I was wondering if anyone else out there is sailing a Prout catamaran. After some frankly scary discoveries on ours, I am wondering how many others have had similar experiences with their boats. 

Some examples: 
* Structural defects caused the boat to come undone: Windows cracked, joinery opened, surfaces inside and outside the boat split.
* Prout drained the cockpit onto the engine, not overboard. 
* Our Masthead pins for the stays are regular steel, not the stainless ones supplied by Z-Spar and are rusting profusely. 
* A hatch that usually covers the steering ram could not hold water out. 
* Our electrical system did not meet ABYC standards, could have caused a fire. 
* Etc. Etc. Etc.

If you want to read the whole story, go to vonwentzel.net and check out the Prout section. There are 6.5Mb of 40k pictures illustrating all the things we have had to contend with so far. I hope this is not normal...


----------



## keithmcbride1 (Mar 19, 2010)

Hi There,
I own a Prout 45. I had the electrical busses replaced since the post could not be tightened due to poor OEM design.

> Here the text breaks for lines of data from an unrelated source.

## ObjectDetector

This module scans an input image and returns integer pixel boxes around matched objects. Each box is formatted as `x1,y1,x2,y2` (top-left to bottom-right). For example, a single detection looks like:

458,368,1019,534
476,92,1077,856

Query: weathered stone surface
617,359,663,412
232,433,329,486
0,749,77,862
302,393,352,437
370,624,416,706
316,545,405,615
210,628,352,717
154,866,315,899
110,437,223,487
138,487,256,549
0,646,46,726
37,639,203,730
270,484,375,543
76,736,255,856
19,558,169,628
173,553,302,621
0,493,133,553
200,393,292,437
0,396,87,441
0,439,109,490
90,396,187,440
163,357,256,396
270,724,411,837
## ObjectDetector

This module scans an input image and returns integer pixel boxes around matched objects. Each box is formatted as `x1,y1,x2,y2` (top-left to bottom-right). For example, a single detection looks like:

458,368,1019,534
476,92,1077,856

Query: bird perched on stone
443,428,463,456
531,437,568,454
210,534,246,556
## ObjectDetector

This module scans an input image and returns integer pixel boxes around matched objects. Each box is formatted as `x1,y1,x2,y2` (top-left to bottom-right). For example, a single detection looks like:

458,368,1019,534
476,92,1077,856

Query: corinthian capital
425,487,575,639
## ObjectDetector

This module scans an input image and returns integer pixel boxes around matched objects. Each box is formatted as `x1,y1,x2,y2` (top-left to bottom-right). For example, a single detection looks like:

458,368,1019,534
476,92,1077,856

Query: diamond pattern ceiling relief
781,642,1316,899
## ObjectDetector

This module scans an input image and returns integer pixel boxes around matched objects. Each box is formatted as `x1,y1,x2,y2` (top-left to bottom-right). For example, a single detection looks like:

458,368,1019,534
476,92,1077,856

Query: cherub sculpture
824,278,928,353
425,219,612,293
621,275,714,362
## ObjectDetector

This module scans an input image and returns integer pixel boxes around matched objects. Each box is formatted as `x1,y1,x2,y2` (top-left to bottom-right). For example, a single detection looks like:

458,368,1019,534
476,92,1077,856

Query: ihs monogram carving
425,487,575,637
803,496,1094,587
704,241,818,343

The cockpit on this model drains to the sea under the bridge deck. This boat is a 96 and I am the third owner. I have not had any structural problems. Prouts built later (Broadblue) did have problems and the China models have had a host of problems.

Keith


----------



## sailingdog (Mar 19, 2006)

Keith—

I doubt they much care, as their post is over 10 years old.


----------



## bebox (Sep 28, 2017)

Hi Keith,

how is the sailing: Speed? Slamming? I am looking at a well maintained Prout 45 (1998) but have no idea how they actually sail.

Regards & thanks,

BernhRD


----------



## capta (Jun 27, 2011)

bebox said:


> Hi Keith,
> 
> how is the sailing: Speed? Slamming? I am looking at a well maintained Prout 45 (1998) but have no idea how they actually sail. Regards & thanks, BernhRD


You might get lucky, but often ghost threads like this don't get answered.


----------